Nell’entroterra siciliano, tra le province di Agrigento, Enna e Caltanissetta, si trova uno dei bacini minerari più importanti d’Europa. Noto e sfruttato fin dall’antichità, nel XIX secolo ha visto l’inizio di forme di estrazione intensiva. Le miniere di zolfo, per un periodo di oltre 150 anni, hanno costituito una delle principali fonti di reddito di diversi comuni del Nisseno e dell’Ennese. La figura del minatore affiancò quella del contadino, del pastore e dell’artigiano, ed ebbe una particolare caratterizzazione sociale e culturale. La vita in miniera segnò in modo indelebile il sistema socio-economico delle aree interessate, scrivendo un importante capitolo di storia siciliana. Si trattò di un capitolo relativamente breve, ma molto intenso. Le condizioni di lavoro erano aberranti e anche i bambini erano impiegati nelle miniere.

Anche i minatori, come altre categorie lavorative della tradizione, hanno prodotto un corpus di proverbi, motti e canti.
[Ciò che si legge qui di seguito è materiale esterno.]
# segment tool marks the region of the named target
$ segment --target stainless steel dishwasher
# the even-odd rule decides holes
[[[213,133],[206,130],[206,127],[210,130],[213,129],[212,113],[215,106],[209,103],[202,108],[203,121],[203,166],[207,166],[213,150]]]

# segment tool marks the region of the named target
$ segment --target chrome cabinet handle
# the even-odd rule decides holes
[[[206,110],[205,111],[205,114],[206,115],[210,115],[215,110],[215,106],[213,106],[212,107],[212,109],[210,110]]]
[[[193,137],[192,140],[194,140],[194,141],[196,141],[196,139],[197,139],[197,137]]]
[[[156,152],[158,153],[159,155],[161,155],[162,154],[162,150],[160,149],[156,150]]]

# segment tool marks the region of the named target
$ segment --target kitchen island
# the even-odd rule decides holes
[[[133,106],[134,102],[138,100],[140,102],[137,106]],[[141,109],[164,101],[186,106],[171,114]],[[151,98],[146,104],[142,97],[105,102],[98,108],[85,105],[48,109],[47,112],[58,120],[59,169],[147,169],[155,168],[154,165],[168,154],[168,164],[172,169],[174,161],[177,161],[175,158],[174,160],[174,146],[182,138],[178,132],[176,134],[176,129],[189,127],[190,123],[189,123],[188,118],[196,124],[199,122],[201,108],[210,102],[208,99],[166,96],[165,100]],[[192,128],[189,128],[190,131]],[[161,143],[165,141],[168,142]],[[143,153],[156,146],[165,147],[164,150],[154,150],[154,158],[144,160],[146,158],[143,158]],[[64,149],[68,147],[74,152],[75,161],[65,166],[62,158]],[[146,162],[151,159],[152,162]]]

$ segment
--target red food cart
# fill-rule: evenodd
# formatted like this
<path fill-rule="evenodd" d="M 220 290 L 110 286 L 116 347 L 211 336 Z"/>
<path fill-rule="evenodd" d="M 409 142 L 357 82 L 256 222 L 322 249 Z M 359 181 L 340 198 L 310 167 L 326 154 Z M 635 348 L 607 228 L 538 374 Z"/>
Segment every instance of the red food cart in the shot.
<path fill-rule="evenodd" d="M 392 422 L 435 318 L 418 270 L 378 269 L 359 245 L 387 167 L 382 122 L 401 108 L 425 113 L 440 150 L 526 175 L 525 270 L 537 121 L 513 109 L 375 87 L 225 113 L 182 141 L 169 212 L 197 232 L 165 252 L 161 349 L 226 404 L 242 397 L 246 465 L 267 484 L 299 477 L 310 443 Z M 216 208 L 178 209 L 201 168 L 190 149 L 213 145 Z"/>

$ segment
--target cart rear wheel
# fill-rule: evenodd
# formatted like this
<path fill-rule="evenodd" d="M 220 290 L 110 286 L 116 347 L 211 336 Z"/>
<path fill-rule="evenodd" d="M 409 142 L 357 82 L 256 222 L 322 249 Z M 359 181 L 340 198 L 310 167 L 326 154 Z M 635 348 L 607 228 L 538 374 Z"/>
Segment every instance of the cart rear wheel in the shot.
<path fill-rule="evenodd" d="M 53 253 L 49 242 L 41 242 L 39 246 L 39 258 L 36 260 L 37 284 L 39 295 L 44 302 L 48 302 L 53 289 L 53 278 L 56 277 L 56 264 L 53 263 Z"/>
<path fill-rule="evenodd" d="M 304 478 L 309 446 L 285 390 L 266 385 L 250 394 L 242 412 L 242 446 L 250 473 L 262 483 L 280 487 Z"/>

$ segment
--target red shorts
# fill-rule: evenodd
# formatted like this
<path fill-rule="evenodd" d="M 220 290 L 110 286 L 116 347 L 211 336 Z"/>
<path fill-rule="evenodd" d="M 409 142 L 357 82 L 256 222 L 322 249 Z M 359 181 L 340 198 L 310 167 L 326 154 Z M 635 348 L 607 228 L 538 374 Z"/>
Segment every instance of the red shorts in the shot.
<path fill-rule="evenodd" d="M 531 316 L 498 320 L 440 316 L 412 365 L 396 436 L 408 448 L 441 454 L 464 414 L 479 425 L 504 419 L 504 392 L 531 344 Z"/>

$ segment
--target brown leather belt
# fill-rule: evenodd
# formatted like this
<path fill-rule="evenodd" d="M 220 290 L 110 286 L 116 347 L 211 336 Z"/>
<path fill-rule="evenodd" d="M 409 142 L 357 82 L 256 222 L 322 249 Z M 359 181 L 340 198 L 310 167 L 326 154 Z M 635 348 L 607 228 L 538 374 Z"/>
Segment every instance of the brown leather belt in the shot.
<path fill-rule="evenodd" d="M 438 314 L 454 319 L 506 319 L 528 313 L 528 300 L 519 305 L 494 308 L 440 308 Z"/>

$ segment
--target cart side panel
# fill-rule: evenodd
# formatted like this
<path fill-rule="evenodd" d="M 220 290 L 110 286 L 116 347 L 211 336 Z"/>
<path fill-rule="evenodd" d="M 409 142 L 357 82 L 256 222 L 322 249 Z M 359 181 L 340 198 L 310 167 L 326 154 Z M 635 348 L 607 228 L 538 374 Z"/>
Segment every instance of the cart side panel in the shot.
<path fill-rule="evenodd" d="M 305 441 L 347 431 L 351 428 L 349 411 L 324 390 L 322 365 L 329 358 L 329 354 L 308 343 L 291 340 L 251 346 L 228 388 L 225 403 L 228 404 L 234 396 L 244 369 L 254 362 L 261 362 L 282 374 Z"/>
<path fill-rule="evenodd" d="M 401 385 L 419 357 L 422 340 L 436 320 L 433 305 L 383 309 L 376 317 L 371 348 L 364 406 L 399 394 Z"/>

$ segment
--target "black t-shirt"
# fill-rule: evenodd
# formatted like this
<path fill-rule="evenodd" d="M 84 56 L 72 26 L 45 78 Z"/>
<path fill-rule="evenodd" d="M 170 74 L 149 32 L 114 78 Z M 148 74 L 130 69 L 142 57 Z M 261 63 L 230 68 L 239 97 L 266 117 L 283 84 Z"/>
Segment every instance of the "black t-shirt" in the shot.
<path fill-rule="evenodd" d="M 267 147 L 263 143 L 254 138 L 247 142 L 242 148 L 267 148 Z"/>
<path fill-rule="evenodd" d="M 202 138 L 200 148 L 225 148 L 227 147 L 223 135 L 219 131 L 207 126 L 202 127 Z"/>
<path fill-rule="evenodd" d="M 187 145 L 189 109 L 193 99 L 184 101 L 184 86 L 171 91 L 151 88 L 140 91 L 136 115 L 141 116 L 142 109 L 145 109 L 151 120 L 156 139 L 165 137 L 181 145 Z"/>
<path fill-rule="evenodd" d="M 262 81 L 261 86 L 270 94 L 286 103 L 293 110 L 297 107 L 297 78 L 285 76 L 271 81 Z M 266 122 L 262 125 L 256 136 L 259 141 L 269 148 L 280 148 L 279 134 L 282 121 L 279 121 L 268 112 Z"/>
Quasi sempre, l’argomento è drammatico, legato all’avvilimento e alla disperazione. Molto spesso queste forme espressive venivano cantate, con intonazioni austere e malinconiche, durante i momenti di pausa o nei tragitti da e verso e le miniere. I canti, nati dall’esigenza di esternare la propria sofferenza, descrivono principalmente la condizione esistenziale e lavorativa. Dai toni meditativi, si passa a quelli di denuncia sociale. Ne riportiamo di seguito uno che arriva da Villarosa (Enna).

Canto dei minatori siciliani

Puviri surfarara sbinturati
Ca notti e jornu sutt’a terra siti
Sempri amminzu li periculi ci stati
E pallita la facci vi faciti
Ddi fatti a cincu grana ca vuscati
Subbitu a la taverna li spinniti
E quanno duppu muriti, chi lassati?
Ddu strazzu di picuni si l’aviti.

Questo antico canto dei minatori siciliani racconta la condizione degli sventurati zolfatari. Notte e giorni stavano nelle viscere della terra, esposti ai pericoli. A causa dell’assenza di luce del sole, i loro volti erano pallidi. Quel che guadagnavano, veniva speso in taverna. Cosa avrebbero lasciato una volta morti? Soltanto il piccone, se ce l’avevano.